The sensor is fairly simple to solve. Speedtech, a Swiss company with a vendor in the US, sells a speedometer system for sailboards. Their impeller, which is a basically a tiny plastic prop with a magnet imbedded in the plastic, is a good place to start. The rest of their system is too bulky and heavy for a model.
I believe telemetering is, or should be, illegal for racing – but it excludes itself anyway. If you put an impeller under your racing hull, it will be draggy, and the electronics add significant weight. My thought was to use it for tuning. Accordingly, I attached the sensor to a dinghy, and put the counting chip and the transmitter in the dinghy’s hull. I used a tugboat hull from MicroGlass in Buffalo. It is about 12 inches long.
The Speedtech system uses a coil under the board sailor’s feet. The impeller spins up, induces a pulsating voltage in the coil; on board electronics count the rotations and display the result in knots, mph, kph, whatever you prefer, on a readout clipped to the mast.
The coil is impractical for a model. I used a Hall Detector chip. It reads right through the fiberglass hull, and kicks out an nice, sharp waveform. (It contains a Schmitt trigger, if you are into this stuff.)
For the counter and scaling I used a basic stamp.
To get the count back to shore, I stripped a 27 Mhz FM pistol tranmitter from HiTech. Oddly, the PC board is nicely boat shaped, and slips right into the Tugboat hull.
How to modulate it? I replaced the joystick pot on one channel with a pot-on-a-chip, that is, a digital potentiometer. This works like an ordinary pot, only the wiper is incremented up and down by digital command, instead of by your fingers. The basic stamp processor counts the rotations of the impeller, and then drives the pot wiper up or down as a function of impeller speed. The R/C transmitter sends a signal as usual to a Hi-Tec R/C receiver on shore.

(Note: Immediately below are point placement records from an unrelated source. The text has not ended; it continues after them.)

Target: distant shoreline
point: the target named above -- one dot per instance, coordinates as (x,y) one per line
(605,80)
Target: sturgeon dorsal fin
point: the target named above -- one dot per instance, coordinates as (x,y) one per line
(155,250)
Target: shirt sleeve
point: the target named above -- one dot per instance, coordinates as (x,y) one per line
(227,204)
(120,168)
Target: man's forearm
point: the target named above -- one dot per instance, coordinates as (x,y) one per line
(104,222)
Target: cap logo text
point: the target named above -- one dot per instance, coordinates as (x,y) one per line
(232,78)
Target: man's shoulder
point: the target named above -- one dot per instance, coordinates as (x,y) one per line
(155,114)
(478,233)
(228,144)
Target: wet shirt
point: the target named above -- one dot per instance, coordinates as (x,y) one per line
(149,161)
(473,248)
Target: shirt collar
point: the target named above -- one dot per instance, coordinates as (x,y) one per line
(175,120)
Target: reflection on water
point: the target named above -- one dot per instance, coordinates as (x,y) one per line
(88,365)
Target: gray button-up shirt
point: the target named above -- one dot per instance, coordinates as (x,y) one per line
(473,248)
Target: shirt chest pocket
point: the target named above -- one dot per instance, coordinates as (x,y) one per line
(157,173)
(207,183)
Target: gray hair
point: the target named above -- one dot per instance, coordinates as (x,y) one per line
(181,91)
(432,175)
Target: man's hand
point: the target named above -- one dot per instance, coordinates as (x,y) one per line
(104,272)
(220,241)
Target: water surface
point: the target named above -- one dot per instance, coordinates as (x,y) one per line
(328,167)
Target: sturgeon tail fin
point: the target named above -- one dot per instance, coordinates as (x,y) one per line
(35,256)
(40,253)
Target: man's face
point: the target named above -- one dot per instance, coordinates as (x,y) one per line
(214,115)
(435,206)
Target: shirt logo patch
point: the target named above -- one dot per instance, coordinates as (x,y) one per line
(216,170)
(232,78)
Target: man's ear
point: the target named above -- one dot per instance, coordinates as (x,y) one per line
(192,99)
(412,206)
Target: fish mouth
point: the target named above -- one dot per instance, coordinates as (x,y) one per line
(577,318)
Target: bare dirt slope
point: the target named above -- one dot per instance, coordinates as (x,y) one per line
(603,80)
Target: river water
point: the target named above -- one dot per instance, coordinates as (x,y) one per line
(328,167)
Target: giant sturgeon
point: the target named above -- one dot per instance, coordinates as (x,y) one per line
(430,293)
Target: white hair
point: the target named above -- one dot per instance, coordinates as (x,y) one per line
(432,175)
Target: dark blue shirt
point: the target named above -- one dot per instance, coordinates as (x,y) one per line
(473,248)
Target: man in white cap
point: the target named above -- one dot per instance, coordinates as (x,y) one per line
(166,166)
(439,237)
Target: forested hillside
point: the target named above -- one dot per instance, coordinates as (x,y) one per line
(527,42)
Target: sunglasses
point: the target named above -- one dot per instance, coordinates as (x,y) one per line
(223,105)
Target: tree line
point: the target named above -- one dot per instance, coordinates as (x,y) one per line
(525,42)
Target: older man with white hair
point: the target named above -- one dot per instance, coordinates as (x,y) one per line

On the dock, a second processor chip measures the pulse width of the incoming R/C signal, converts it to a number (speed) and displays it on a little readout.
The net of it is, you can fiddle with the controls on your yacht, especially third channel controls like twist, backstay, or slot, and get an immediate readout on whether or not you have helped your speed.
It is not finished. The transmitting and receiving and all the processing electronics work on the bench (blowing on the impeller, running it under a faucet, etc, to simulate real boatspeed). But I have not yet put the tugboat into the water. The simple mechanical problem of mounting the hall detector is the latest sticking point, but I don’t doubt the system will work in practice.
Incidentally, you should probably have an FCC license to do some of this. But anyway, there is the basic system.